Monday, October 22, 2012

The Life of Radio

Radio is the first 'modern' media form, and had a huge impact on the history of the 20th century. For the first time information could be broadcast,  it could be received by anyone with the right equipment, without wires. The birth of radio ushers in the era of mass communications. Many people have likened the explosion in radio in the 1920s to what is happening with the internet today. Many enthusiasts are setting up their 'broadcast slot' and sharing their knowledge with similar people. Wireless communication has really come full circle, as more and more people turn to mobile phones and handheld computers that can receive internet transmissions. In this blog post, I will share with you my research on simplicity of past radio broadcast and how it compares with today's radio.

The Golden Age of Radio:
 Radio was an intimate medium that took some getting used to. In the early 1930s, some actors were so scared of microphones that engineers devised lamp-shade covers to make them appear more innocuous. Actors stood very close to each other around the microphone when rehearsing and performing, and often found their bodies pressing close to those of other actors. Consequently, breath fresheners became standard fare for radio performers between the 1930s and 1950s. According to radio historian Robert L. Mott, the breath freshener Sen-Sen was effective for disguising boozy breath during rehearsals and performances. It became so popular that “most actors were afraid to use it for fear of being guilty by association.”

Actors usually received $6 an hour for rehearsals and $15 for a broadcast that was usually fifteen minutes long.
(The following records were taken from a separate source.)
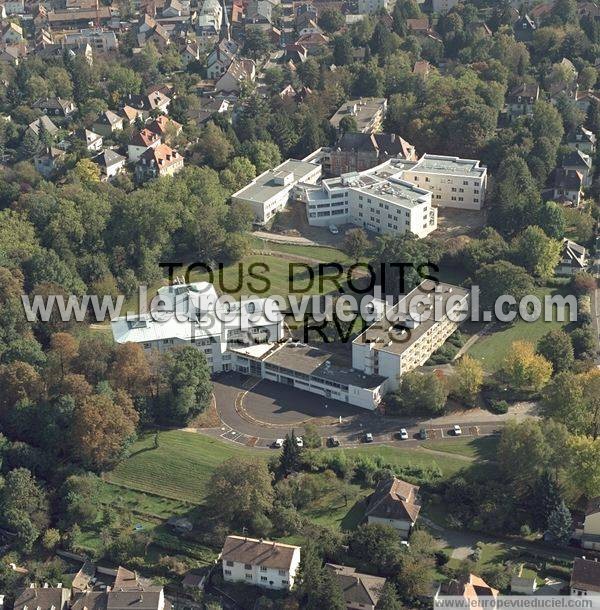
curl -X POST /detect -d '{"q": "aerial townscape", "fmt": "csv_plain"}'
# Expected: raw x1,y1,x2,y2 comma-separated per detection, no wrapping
0,0,600,610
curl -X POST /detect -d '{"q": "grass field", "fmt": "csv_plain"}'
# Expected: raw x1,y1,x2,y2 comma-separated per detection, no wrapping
469,288,568,373
423,436,498,460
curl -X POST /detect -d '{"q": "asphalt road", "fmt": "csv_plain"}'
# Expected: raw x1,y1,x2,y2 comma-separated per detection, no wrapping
199,373,535,448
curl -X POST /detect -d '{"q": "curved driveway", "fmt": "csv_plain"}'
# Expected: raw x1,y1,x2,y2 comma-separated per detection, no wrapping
199,373,534,448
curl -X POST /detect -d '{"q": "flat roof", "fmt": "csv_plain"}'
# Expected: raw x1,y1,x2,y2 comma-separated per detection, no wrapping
353,281,469,354
232,159,321,203
412,154,487,178
264,342,387,390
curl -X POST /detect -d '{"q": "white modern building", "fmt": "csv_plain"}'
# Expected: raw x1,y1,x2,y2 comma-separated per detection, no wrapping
294,159,437,238
352,281,469,390
231,159,322,224
402,154,487,210
111,282,283,373
221,536,300,591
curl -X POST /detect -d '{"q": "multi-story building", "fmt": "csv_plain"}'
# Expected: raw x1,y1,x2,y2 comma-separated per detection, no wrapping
294,159,437,238
352,282,469,390
221,536,300,591
323,132,417,176
402,154,487,210
231,159,322,224
329,97,387,133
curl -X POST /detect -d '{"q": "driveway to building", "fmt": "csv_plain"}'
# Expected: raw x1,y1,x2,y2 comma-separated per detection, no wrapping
197,373,535,449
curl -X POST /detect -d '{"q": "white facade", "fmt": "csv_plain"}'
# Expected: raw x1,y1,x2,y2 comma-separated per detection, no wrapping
231,159,322,224
221,536,300,591
295,159,437,238
352,282,469,390
402,155,487,210
358,0,390,15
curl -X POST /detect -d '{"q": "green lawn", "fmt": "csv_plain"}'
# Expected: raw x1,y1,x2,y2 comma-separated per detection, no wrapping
469,288,569,373
423,436,498,460
106,430,262,504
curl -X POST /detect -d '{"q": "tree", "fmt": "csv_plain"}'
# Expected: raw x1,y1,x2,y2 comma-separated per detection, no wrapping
548,500,573,544
279,430,300,475
159,345,212,426
317,9,344,34
474,260,533,311
206,458,273,534
500,341,552,391
537,329,575,373
71,390,139,471
397,371,448,414
511,226,562,279
451,354,483,405
342,227,370,261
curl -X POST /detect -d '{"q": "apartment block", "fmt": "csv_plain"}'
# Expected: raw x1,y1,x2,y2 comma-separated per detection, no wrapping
231,159,322,224
352,282,469,389
294,159,437,238
402,154,487,210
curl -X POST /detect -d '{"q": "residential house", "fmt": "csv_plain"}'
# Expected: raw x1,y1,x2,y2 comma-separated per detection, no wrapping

Some actors worked on as many as four soap operas a day. Being a sound-effect artist was often nerve-racking and uncomfortable, with artists often standing in two feet of water to get the kinds of splashing sounds the director wanted. The biggest dread was dropping anything accidentally, having an equipment failure, or making some other kind of noticeable mistake. One artist, desperate not to let a sledgehammer hit the floor, put his foot in its path and broke his foot.

Todays Radio:
While watching the documentary “Before the Music Dies,” I was able to get a better idea of where radio has gone today. Before the Music Dies is a collection of interviews and short fragments of music that tells a story of the near impossible challenge facing genuine, soulful, ordinary looking musicians trying to build a career. The main culprit for the difficulties in achieving stardom is revealed to be money. Those more interested in profit than art are now the ones running the radio stations and signing the record company cheques - they bow to the shareholder and instant returns over long term artistic integrity. The argument runs that if artists cannot be allowed to develop their work at their own pace - without the pressure of regular, crowd pleasing releases - there can be no new Dylans, Claptons, Beatles, or Hendrix, as there is no time for new artists to find their sound.

Since the "good old days," radio has not looked back and has become one of the popular mediums of portable entertainment. In the 21st century, technological developments have introduced concepts like internet radio, thereby broadening the horizon. Despite all these new developments, some critics of radio are saying that we are in the end times of music, that there's nothing good being made, however, this usually indicates that they are looking in the wrong places. There's always good music, it's just that you might not like it when you hear it.